Um, If It's So Obvious, Why Can't You Prove It In A Court Of Law, Pt. II

As I am sure everyone is aware, after some rather lengthy parliamentary shenigans and some vaguely mitigating amendments involving a promise to review the legislation after a year – oh so likely, of course, that the promise will be kept – and granting the courts the power to grant the orders – without seeing intercept evidence, though, on which much of the case will inevitably be based - the British government's plans for the house arrest have passed through parliament. I think my position on the whole bloody mess has already been made rather clear, so I'll restrict myself to pointing out a few things I think are worth being aware of.

Firstly, the wrath of the righteous can often be a wondrous thing to behold, so Nick Barlow's comparison of Tony Blair to first a spoilt child and then an abusive husband should be read by all those who feel a righteous wrath boiling up in them.

Secondly, just in case you don't feel that righteous wrath, there’s a rather interesting piece in this fortnight's LRB, by Conor Gearty, in which he argues that intercept evidence is not used in court because it would a) expose the illegal use of surveillance by the security services and b) it’s fairly unreliable anyway. Yet courts are being asked to take the security service’s word for granted on the granting of these orders. Wonderful. Notwithstanding these points, Gearty's account of the then head of MI5 Stella Rimington's Dimblebey Lecture in 1994 ought to concentrate the mind a little further.

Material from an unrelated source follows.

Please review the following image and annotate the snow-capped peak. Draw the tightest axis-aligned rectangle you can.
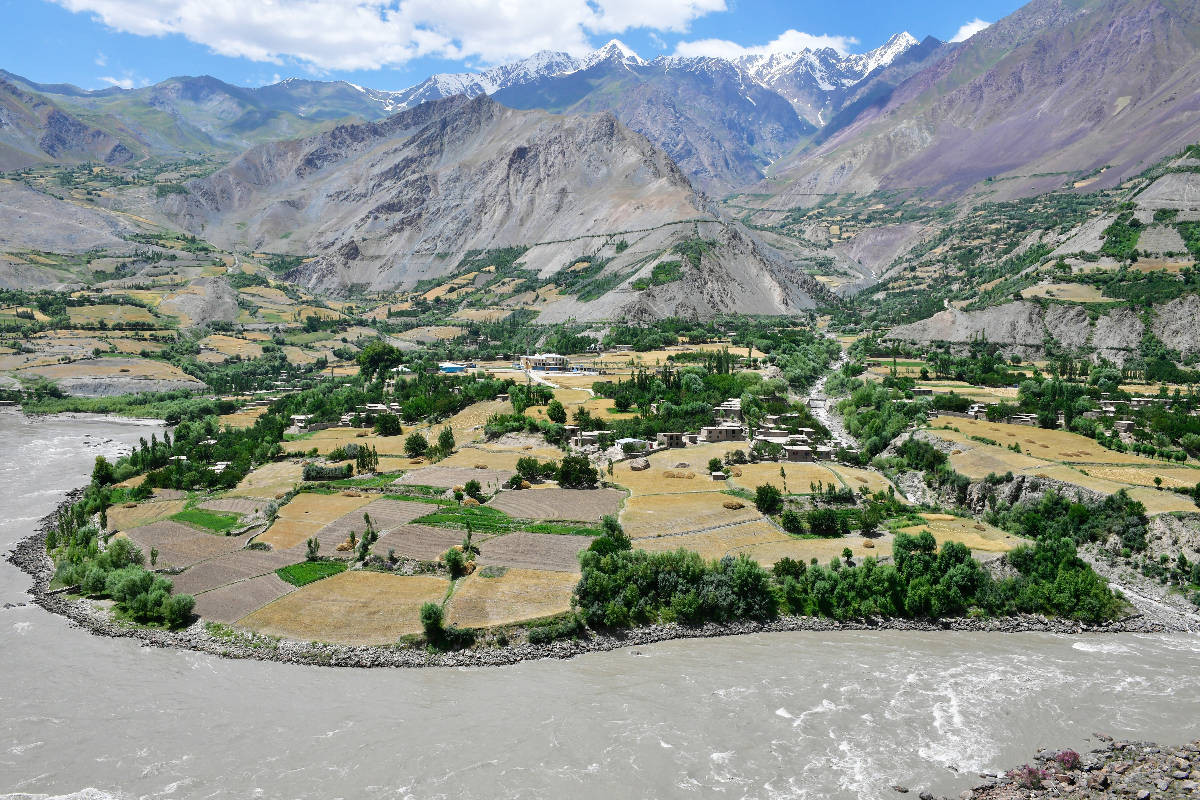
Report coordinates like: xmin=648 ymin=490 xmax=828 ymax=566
xmin=580 ymin=38 xmax=646 ymax=70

"Boasting of MI5's successes, she talked of the large number of 'terrorists' that had been apprehended and were awaiting trial. Not 'suspected terrorists': just 'terrorists'. The intelligence services have never understood the need for a criminal process: their ideal world would be one in which official suspicions led straight to incarceration."

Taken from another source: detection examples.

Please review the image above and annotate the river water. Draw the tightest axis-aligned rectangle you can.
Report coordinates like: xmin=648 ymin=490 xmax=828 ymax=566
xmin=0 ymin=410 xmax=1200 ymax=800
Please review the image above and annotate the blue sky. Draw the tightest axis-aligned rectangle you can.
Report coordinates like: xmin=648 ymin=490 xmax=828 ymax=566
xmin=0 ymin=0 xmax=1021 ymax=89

So now we have organisations which take suspicion as equivalent to guilt passing recommendations to a government which obviously couldn't care less about a presumption of innocence which has the power to confine people to their homes without the courts being able to see a substantial part of the evidence that these people are dangerous, evidence which is likely to be highly unreliable. This is of course to say nothing of further policy based on the word of these organisations. Absolutely bloody marvellous.